Foto: Reprodução/Internet

Ministro do STF usou as redes sociais para sair em defesa da Corte Eleitoral, da qual ele não faz parte nesse momento

O ministro Gilmar Mendes, do Supremo Tribunal Federal (STF), usou as redes sociais neste sábado (19/9) para sair em defesa do Tribunal Superior Eleitoral (TSE) e criticar o que chamou de “politização da Justiça Eleitoral”. A manifestação acontece após o magistrado entrar em embate com ministros que compõem a Corte Eleitoral.

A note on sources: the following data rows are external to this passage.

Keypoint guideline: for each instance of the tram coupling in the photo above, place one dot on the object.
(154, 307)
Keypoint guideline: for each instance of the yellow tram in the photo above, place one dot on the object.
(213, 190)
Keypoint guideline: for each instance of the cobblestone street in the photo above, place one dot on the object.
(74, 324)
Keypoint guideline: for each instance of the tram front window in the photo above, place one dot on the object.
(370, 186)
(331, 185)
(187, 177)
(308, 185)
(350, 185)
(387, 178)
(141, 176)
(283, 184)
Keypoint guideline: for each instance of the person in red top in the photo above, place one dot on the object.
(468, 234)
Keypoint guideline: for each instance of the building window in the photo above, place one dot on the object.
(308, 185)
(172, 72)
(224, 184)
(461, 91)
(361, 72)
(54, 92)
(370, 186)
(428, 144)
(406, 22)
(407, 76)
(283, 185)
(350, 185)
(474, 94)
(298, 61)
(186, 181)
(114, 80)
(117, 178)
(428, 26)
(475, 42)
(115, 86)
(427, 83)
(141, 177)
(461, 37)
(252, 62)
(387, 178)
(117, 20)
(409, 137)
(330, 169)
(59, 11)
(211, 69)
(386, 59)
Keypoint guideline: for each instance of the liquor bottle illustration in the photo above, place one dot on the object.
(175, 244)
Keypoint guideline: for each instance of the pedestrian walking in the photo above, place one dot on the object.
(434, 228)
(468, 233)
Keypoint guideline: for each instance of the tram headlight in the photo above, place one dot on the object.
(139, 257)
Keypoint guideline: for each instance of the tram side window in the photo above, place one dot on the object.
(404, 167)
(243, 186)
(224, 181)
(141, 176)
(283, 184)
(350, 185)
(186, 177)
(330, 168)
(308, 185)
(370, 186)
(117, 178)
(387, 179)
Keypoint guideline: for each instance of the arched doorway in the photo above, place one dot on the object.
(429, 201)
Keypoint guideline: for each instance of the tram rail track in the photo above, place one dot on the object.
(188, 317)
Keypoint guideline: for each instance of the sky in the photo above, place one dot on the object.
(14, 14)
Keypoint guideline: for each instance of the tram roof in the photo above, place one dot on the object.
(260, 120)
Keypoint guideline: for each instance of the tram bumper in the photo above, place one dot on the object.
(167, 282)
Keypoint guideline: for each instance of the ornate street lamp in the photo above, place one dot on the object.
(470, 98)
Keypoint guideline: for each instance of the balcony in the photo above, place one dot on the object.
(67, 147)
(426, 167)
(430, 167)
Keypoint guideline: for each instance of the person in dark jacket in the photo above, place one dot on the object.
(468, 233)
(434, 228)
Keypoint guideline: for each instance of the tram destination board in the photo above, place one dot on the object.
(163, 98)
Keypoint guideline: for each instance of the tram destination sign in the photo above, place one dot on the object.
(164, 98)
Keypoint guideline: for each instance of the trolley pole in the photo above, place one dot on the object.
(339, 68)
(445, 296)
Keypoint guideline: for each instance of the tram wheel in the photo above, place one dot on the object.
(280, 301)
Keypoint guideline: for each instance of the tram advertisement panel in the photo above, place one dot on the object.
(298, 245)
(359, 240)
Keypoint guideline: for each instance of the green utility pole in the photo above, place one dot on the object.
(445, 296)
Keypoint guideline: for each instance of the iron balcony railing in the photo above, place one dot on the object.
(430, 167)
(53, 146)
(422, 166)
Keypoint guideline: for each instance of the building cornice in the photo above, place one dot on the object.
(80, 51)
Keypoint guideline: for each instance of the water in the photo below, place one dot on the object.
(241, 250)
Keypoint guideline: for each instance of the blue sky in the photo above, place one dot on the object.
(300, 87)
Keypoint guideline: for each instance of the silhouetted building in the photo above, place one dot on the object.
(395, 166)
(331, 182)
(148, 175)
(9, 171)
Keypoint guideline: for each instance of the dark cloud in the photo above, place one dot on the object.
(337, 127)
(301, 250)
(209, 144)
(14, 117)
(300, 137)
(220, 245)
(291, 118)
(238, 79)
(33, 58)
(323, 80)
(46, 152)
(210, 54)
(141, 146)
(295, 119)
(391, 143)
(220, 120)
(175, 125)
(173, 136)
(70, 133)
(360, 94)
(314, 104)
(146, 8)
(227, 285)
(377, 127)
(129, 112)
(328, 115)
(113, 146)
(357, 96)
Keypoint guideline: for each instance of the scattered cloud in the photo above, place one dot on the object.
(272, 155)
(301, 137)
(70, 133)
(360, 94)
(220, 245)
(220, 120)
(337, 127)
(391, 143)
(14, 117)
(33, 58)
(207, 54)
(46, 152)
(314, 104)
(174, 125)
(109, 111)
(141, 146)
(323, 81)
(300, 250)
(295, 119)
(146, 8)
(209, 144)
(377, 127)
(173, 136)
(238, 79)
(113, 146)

Na publicação, Gilmar cita reportagens da imprensa e fala sobre os riscos de interferência interna e externa nas eleições de outubro. Ao citar relatório da Agência Brasileira e Inteligência (Abin) que apontou para o “risco crítico” de interferência dos Estados Unidos no pleito das próximas semanas, Gilmar Mendes classificou como “mais grave” o “risco que vem de dentro” com a “politização da Justiça Eleitoral”.

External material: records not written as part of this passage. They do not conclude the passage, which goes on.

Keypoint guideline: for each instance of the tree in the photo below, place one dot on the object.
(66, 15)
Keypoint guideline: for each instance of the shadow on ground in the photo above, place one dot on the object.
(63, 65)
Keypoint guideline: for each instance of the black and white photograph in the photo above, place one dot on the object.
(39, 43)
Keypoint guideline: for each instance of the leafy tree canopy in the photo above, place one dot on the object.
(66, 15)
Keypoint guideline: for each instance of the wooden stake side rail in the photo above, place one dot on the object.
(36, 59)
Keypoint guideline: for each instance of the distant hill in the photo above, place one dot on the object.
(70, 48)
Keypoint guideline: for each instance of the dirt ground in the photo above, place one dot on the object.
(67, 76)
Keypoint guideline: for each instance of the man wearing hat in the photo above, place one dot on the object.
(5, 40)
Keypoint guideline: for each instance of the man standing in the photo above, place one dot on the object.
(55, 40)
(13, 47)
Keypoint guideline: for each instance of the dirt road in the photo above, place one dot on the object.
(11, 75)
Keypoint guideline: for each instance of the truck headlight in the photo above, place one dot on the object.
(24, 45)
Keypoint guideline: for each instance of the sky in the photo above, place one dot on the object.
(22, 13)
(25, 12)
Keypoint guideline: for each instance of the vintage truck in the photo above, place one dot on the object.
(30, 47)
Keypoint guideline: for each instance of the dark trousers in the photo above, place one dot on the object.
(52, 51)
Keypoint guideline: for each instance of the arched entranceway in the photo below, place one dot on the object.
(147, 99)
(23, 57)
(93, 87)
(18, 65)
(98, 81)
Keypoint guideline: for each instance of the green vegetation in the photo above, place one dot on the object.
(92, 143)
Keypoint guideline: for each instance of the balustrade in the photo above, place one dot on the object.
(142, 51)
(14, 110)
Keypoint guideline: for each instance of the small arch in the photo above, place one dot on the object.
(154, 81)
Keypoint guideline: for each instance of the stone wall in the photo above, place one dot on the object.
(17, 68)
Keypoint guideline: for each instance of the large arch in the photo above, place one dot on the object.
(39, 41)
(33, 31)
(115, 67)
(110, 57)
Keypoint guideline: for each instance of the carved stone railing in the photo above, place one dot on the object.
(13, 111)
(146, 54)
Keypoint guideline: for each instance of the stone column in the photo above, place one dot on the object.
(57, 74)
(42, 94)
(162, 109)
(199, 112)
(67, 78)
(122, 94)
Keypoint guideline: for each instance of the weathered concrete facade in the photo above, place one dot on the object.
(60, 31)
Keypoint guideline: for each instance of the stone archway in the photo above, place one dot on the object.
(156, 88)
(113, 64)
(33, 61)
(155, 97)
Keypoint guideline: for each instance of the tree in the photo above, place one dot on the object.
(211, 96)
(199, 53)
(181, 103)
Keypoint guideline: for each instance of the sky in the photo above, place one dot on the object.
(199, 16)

“Quem tenta engajar o Tribunal em proselitismo partidário deve avaliar se reúne condições de nele permanecer. E os partidos políticos e o Ministério Público Eleitoral devem fiscalizar atentamente se essas condições estão presentes, arguindo a suspeição nos casos em que ela se configure. É preciso, pois, que o TSE continue a coibir práticas abusivas e deturpadoras da vontade popular”, escreveu.

O ministro não citou nomes e nem fez referências direta a nenhum outro colega, mas a declaração ocorre poucos dias após Gilmar Mendes protagonizar um bate-pouca durante sessão no STF com ministros que atualmente integram o TSE, entre eles o presidente da Corte Eleitoral, Kassio Nunes Marques, e André Mendonça, vice-presidente do TSE.

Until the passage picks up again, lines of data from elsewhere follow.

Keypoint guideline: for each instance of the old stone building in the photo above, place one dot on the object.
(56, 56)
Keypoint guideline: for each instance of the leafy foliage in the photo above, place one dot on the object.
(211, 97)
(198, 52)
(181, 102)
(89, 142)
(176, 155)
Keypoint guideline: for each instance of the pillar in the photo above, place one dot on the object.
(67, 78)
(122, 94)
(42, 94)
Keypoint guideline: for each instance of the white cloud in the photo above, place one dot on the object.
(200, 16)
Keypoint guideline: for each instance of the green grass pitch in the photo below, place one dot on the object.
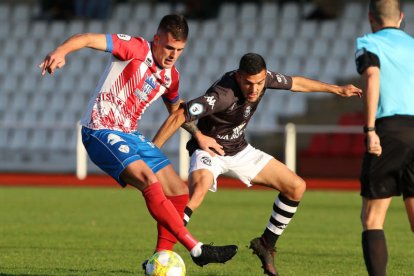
(108, 231)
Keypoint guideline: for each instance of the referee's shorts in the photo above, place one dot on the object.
(392, 173)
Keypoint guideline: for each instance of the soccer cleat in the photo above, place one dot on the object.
(144, 266)
(266, 255)
(215, 254)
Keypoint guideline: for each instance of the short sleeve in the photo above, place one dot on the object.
(366, 54)
(125, 47)
(278, 81)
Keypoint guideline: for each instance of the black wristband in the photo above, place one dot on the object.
(366, 129)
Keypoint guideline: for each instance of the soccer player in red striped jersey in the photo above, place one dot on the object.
(139, 72)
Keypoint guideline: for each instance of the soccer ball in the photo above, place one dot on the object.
(165, 263)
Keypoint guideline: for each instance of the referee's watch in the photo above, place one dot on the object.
(367, 129)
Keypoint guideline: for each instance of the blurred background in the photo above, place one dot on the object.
(39, 115)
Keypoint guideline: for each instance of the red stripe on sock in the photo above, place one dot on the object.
(164, 212)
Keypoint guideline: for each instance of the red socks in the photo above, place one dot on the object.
(164, 212)
(166, 240)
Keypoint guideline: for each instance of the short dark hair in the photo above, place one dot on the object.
(174, 24)
(252, 64)
(385, 10)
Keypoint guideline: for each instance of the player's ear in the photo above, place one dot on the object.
(156, 38)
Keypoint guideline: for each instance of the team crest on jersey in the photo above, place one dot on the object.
(113, 139)
(147, 87)
(247, 111)
(211, 100)
(167, 80)
(206, 160)
(123, 148)
(148, 62)
(196, 109)
(124, 37)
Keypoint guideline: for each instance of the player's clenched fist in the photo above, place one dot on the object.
(52, 61)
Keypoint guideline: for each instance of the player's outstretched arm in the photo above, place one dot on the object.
(302, 84)
(56, 59)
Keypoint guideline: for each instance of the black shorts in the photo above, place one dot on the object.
(392, 173)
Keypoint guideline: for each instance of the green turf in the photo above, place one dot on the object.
(101, 231)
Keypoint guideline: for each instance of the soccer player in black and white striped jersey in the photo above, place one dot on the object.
(223, 114)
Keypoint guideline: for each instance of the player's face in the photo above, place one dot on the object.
(167, 49)
(251, 85)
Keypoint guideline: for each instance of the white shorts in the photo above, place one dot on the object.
(245, 165)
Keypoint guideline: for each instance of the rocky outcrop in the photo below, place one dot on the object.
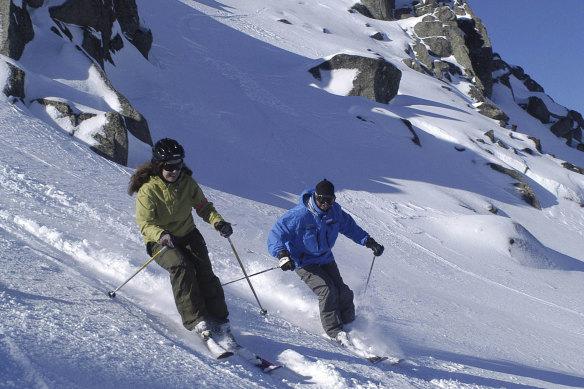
(95, 20)
(15, 84)
(376, 9)
(442, 34)
(16, 28)
(377, 80)
(527, 193)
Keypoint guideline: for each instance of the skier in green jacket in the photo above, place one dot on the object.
(167, 193)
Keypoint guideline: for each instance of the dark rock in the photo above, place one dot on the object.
(114, 146)
(537, 108)
(536, 142)
(489, 110)
(415, 137)
(563, 128)
(438, 46)
(96, 19)
(377, 36)
(527, 193)
(572, 167)
(127, 14)
(16, 29)
(15, 84)
(377, 9)
(378, 80)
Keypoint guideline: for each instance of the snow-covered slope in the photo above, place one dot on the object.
(473, 299)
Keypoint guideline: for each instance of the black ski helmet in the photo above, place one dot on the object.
(167, 149)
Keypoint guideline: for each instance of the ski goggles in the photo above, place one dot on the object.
(325, 199)
(170, 167)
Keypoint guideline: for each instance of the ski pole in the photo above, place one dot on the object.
(112, 293)
(369, 276)
(262, 310)
(251, 275)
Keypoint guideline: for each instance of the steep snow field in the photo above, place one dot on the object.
(471, 299)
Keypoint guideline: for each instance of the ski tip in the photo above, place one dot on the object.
(376, 359)
(226, 354)
(271, 368)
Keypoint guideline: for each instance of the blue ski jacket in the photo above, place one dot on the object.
(309, 233)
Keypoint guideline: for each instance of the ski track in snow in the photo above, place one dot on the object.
(463, 319)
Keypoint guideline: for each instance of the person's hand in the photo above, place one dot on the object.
(373, 245)
(224, 228)
(285, 262)
(166, 239)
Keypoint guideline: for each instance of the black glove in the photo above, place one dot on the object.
(224, 228)
(166, 239)
(285, 263)
(373, 245)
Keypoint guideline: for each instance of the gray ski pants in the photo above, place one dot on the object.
(335, 298)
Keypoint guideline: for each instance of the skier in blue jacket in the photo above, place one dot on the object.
(302, 240)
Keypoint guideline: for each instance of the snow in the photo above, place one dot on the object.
(470, 298)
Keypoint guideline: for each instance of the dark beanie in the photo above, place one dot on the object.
(325, 188)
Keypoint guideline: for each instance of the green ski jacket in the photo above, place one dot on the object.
(163, 206)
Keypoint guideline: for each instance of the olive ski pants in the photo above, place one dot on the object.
(335, 299)
(198, 293)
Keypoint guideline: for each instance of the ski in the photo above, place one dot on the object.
(229, 343)
(360, 351)
(254, 359)
(216, 349)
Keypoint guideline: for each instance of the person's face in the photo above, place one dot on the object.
(324, 202)
(171, 169)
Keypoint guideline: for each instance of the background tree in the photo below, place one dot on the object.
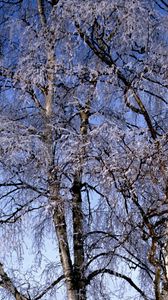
(83, 153)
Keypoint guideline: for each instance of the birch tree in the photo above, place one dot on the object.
(83, 151)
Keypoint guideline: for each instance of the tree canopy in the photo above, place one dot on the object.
(84, 149)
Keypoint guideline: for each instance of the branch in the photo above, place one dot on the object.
(7, 283)
(106, 58)
(119, 275)
(41, 12)
(55, 282)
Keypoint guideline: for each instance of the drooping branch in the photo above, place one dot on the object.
(116, 274)
(41, 12)
(107, 59)
(53, 284)
(7, 283)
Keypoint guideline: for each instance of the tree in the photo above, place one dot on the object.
(83, 154)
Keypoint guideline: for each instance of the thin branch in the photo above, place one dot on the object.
(7, 283)
(116, 274)
(55, 282)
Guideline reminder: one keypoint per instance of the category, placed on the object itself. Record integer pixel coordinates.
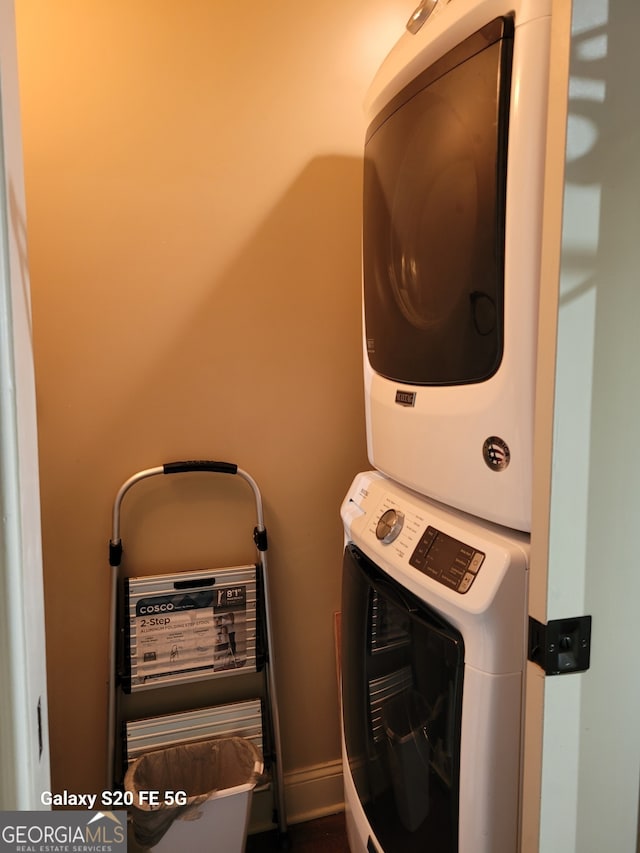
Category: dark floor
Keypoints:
(324, 835)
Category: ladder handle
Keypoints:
(115, 543)
(199, 465)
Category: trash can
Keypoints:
(406, 719)
(217, 776)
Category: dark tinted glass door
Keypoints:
(402, 673)
(434, 209)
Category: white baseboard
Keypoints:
(309, 793)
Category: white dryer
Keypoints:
(433, 655)
(453, 191)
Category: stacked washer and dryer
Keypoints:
(435, 573)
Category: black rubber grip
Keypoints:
(200, 465)
(115, 553)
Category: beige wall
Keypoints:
(193, 184)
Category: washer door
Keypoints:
(402, 674)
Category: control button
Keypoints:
(389, 526)
(476, 562)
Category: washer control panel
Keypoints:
(408, 533)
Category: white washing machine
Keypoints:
(433, 656)
(453, 197)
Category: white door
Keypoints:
(586, 536)
(24, 744)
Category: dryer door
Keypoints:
(402, 673)
(434, 218)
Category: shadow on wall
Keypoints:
(266, 374)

Na ocasião, que analisou a possibilidade de abertura de investigação contra o ministro Alexandre de Moraes por suposta ligação com o banqueiro Daniel Vorcaro, Gilmar Mendes chegou a interromper Mendonça para se dizer “impressionado” com a “desfaçatez” do colega.

“É impressionante a desfaçatez desse sujeito”, disse Gilmar. Mendonça reagiu pedindo respeito e Gilmar respondeu dizendo que o magistrado “podia chorar”.

Na publicação de hoje, Gilmar Mendes defendeu que o TSE “continue a coibir práticas abusivas e deturpadoras da vontade popular” e citou os riscos do uso de Inteligência Artificial (IA) durante as campanhas e o período eleitoral no Brasil.

“As ferramentas de inteligência artificial hoje existentes, ao mesmo tempo em que ajudam nas atividades do dia a dia, permitem a criação de vídeos, áudios e peças de propaganda capazes de enganar o eleitor e desequilibrar as disputas eleitorais”, declarou o magistrado ao defender que a “atuação apartidária” do TSE “sempre garantiu a paridade de armas entre candidatos e a legitimidade das eleições”.